Medium: Screenprint on cream Speckletone Paper

Provenance: Signed, numbered, and dated by artist. Comes with Verisart digital blockchain certificate of authenticity transferred to collector's email address.

Edition: Limited Edition of 550 (#41/550)

Year: 2024

Condition: Excellent


ABOUT THE ART

"This “Tear Flame” print is fairly self-explanatory, but I’ll share my thoughts. Our planet Earth is often called “Mother Earth” for reasons that seem obvious to me. Mothers are often the primary caregivers for children, and their beautiful love and nurturing are essential for a good life. This is not an endorsement of patriarchy but an acknowledgment of the disproportionate expectations for mothers. Props to all the dads who put in a ton of co-parenting work, but this print is more about the “Mother Earth” metaphor. When I was a kid, I was rebellious and defiant (and still am), and it didn’t really phase me when my parents yelled at me. However, when something I did brought my mom to tears, I felt real guilt. I knew my mom cared deeply and was wounded if she cried. We are wounding our collective Mother Earth, and the tears are obvious. This is a collective problem, even though some people and regions are more vulnerable than others in the short term. Eventually, it will compromise life for us all. To paraphrase Dr. Dre, “When you dis your mother, you dis yourself”! A portion of proceeds from this print will benefit Greenpeace to support their work to combat environmental destruction. Thanks for caring!"

-Shepard

ABOUT THE ARTIST

Frank Shepard Fairey (born February 15, 1970) is an American contemporary graphic designer, and illustrator who emerged from the skateboarding scene. He first became known for his "Andre the Giant Has a Posse" (…OBEY…) sticker campaign, in which he appropriated images from the comedic supermarket tabloid Weekly World News. His work became more widely known in the 2008 U.S. presidential election, specifically his Barack Obama "Hope" poster.
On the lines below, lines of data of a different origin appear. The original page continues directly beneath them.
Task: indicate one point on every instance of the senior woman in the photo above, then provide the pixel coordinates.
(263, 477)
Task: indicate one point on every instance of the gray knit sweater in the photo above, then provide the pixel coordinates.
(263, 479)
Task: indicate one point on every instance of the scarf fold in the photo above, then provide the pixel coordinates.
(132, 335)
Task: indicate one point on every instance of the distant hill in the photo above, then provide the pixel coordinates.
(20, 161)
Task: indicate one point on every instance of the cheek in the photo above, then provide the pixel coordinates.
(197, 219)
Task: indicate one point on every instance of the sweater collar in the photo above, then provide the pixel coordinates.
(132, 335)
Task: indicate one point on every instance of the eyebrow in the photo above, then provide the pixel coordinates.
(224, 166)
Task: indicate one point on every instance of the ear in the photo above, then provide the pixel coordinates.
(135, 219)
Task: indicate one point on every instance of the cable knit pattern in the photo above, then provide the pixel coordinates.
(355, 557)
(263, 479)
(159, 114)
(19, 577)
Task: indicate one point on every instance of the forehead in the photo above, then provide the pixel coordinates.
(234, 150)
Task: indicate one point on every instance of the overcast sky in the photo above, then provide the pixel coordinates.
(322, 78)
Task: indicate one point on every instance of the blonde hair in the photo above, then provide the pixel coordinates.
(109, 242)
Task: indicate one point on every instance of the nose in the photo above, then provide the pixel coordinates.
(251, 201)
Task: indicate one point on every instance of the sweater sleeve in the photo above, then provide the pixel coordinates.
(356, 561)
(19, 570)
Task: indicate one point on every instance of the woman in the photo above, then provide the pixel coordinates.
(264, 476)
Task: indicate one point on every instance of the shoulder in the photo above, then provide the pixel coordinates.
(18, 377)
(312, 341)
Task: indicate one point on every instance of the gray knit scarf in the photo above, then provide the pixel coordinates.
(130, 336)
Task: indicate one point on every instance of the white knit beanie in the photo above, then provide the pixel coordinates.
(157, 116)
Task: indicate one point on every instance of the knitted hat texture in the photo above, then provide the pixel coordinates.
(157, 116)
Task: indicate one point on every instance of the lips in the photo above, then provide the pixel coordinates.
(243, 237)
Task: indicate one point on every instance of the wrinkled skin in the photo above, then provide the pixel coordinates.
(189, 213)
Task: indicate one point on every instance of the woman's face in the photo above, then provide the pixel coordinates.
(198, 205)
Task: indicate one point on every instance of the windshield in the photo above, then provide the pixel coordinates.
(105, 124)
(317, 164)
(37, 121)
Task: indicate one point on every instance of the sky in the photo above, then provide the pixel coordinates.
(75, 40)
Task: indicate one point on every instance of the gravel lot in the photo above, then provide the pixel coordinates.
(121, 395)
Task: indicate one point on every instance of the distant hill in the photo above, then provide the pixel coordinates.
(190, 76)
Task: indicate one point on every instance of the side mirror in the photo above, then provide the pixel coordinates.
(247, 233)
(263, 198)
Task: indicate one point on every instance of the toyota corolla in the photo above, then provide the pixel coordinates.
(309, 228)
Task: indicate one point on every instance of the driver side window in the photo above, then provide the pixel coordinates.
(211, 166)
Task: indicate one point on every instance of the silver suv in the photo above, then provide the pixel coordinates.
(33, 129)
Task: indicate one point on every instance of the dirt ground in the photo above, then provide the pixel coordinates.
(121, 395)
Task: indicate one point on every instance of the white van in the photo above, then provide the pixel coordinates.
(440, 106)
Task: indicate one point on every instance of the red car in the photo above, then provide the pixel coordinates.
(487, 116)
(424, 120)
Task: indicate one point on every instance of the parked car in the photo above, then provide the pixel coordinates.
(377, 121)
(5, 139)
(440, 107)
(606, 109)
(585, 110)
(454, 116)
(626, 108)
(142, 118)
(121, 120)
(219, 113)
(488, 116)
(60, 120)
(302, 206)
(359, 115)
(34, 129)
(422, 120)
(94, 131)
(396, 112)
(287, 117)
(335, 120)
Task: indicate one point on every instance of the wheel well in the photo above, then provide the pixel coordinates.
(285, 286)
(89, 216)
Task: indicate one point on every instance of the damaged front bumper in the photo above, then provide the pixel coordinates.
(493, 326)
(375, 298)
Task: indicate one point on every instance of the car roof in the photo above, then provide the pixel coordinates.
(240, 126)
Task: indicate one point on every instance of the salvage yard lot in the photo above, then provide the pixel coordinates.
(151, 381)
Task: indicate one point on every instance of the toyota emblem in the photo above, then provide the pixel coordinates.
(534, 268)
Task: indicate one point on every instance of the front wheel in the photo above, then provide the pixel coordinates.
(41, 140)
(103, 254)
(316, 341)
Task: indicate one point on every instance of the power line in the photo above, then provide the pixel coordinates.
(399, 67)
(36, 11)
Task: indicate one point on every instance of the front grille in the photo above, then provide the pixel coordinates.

The Institute of Contemporary Art, Boston calls him one of today's best known and most influential street artists. His work is included in the collections at The Smithsonian, the Los Angeles County Museum of Art, the Museum of Modern Art in New York, the Museum of Contemporary Art San Diego, the National Portrait Gallery in Washington, and the Victoria and Albert Museum in London.